Employee health plans subject to a medical insurance audit are significant financial responsibilities for employers. The trend to audit more often is underpinned by a realization that oversight is necessary as employer-funded plans outsource their claim processing to third parties – for medical and pharmacy benefit plans. As conscientious as claim payers promise to be, auditors can verify they are keeping their promises. Otherwise, sponsors are left with only one company's opinion about accurate payments, and they are the ones writing the checks. It's easy to understand why an independent audit is beneficial.

Every year medical billing becomes more complex, and the coding used is one of the more complex systems imaginable.

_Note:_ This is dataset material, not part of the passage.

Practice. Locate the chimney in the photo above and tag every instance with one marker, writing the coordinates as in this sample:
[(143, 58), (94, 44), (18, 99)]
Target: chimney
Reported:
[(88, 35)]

Given these realities, it's easy to see how even the most sophisticated payment systems can make errors. Auditors running advanced software can check claim payments for virtually unlimited variables. Their oversight provides insight into accuracy and utilization trends. It's an independent verification of the data reported by a third-party processor. It's one of the only ways to confirm the accuracy and allow a plan sponsor to manage a plan's claim payment operations actively.

Claim auditing began with the advent of self-funded benefit plans as a regulatory and compliance requirement. A random-sample method was used, and its purpose with primarily to comply with government regulations. But sponsors saw added benefits as systems and software improved, and the results have become more reliable and detailed since then. Claim auditing has continued to grow in use and popularity, given the value of the data. It's common to audit more frequently than required or to have auditors review claim payments continuously. In those cases, they report findings monthly.

Corporate and organizational finance departments and C-suite executives also appreciate close financial management of benefit plans. They become fans of claim auditing once the reports with details and insight inform the information they receive. In some extraordinary circumstances like the COVID-19 pandemic, expense swings are significant enough to affect the bottom line materially. In those cases, having detailed reports to explain the variations to analysts and shareholders is invaluable. As more of these reasons continue to become known, frequent claim auditing gains momentum enduringly.